小話28
*憧れのきれいな人
訓練後、健康チェックとして、二人ペアで脈を取ることが義務付けられている。
「コニー、さすがだな。あれだけの訓練後だってのに、あんたの脈拍はまるで時計みたいに正確に打ってる」
「……まぁな、フランク」
コニーは、きれいな顔で、新人を冷たく見据える。
「……お前が脈を取ってるのは、俺の腕時計だからな」
*新人
人質事件の救出に向かう車の中には、被害者の両親が、互いに肩を抱き合い、今にも崩れ落ちそうなほど動揺していた。
「子供がこんな酷い目にあっているというのに、どうしたらいいのか、わからないんです。私たち、こんな経験は初めてで……」
「お気持ちはわかります」
新人が声かける。ゲープはちょっとフランクを見直した。力づけようというのか、フランクは、震える二人に、情けないような小さな笑みを見せる。

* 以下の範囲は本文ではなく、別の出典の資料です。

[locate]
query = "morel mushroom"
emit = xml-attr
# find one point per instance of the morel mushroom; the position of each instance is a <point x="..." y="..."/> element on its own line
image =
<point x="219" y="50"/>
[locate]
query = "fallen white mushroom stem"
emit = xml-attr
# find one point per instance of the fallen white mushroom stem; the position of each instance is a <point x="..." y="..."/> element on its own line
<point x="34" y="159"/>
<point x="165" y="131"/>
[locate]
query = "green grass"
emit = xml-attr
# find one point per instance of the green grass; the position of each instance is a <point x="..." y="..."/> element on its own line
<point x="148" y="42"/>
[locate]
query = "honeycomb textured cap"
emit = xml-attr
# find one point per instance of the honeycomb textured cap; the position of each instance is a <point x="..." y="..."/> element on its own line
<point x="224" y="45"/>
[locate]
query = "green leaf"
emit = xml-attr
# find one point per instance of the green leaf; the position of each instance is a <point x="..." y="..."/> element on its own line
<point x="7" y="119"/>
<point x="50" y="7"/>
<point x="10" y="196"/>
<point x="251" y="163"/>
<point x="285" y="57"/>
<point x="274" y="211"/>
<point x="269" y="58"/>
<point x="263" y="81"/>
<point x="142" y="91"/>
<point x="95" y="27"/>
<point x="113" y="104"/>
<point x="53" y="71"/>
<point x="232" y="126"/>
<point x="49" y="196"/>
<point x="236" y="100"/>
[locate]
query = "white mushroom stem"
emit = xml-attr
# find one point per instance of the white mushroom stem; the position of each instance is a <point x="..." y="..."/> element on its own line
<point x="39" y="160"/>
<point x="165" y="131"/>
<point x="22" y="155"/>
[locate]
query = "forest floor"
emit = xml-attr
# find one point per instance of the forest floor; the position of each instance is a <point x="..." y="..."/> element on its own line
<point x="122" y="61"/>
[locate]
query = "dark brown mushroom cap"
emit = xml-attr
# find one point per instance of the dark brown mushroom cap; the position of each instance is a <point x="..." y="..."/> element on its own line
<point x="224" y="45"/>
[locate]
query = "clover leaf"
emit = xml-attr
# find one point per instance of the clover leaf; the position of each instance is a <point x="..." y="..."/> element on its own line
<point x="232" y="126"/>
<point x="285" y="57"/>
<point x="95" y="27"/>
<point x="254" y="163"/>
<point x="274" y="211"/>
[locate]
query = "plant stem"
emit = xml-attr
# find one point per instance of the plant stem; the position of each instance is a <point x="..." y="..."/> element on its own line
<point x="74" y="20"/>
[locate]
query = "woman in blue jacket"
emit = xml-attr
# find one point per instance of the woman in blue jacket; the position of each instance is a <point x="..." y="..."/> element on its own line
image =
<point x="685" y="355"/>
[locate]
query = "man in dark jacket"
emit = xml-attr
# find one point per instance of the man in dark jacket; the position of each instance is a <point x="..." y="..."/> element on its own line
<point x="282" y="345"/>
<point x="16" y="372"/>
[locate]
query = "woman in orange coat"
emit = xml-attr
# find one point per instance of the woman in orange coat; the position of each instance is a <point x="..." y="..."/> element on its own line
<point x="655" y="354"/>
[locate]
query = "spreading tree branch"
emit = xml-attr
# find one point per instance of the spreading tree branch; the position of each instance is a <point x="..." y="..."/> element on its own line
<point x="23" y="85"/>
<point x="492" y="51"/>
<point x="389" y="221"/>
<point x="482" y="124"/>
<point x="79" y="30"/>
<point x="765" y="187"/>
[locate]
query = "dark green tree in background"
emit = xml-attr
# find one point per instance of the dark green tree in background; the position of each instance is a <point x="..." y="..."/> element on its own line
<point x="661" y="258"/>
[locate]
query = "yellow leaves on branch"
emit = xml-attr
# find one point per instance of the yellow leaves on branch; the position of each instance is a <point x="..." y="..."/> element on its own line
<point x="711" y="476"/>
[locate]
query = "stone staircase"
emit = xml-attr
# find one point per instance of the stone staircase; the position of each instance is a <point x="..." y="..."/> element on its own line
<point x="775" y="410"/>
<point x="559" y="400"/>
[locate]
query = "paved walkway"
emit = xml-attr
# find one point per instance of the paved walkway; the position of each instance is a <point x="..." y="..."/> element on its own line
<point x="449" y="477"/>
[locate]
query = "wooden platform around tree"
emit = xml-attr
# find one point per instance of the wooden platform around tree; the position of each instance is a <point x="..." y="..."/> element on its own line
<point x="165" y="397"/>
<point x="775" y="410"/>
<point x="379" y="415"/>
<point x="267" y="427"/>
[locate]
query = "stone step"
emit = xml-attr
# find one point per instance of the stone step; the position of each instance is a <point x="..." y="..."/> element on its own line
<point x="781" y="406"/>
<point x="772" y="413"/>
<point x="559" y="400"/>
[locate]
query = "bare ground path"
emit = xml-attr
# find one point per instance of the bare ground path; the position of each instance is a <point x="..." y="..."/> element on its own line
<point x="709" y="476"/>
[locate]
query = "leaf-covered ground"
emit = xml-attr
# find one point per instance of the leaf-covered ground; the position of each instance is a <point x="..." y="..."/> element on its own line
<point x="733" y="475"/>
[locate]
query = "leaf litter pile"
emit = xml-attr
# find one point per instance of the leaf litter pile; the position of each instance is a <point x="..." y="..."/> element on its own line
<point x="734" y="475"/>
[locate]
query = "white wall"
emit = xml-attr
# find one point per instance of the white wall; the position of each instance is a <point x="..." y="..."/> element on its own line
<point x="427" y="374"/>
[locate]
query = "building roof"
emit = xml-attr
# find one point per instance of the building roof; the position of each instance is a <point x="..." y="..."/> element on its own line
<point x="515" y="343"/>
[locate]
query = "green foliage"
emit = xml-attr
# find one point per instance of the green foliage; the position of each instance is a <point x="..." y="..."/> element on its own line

「俺もこれがはじめての任務で、どうしていんだか……」
*カスパーの希望
事件現場で、避難が間に合わず、爆風に巻き込まれ、カスパーが意識を失うという事態が起きた。
病院への救急搬送後、部屋の外でチームの面々が心配するなか、部屋の中からは、若い医者の声がする。
「……これは……、」
部屋の外では緊迫感が高まる。コニーなど顔色を無くしている。
かちゃりとドアが開いた。
「なぁ、ゲープ。この医者が、後、1時間の命だから、誰か会いたい人がいないかと言うんだが、とりあえず、別の医者に会いたい」
*チーム50ルール
コニーと、デミアが激しく口喧嘩をしていても、ゲープは知らん顔で、決して止めない。
吠える犬は噛まない。少なくとも、吠えている間は。
*移動中
移動手段として、チーム50の全員は、民間機に乗っていた。
離陸後20分も経った後、美人のスチワーデスが、客の中に医者が乗り合わせていないかを尋ねていった。
「あーあ、警察官じゃなくて、医者になればよかったぜ」
無駄口を叩くデミアをゲープが睨んだ。
それから、30分後。
「お客様の中に、牧師様はいらっしゃいませんでしょうか?」
フランクは、激しく動揺し、コニーの目も落ち着きなく泳いだ。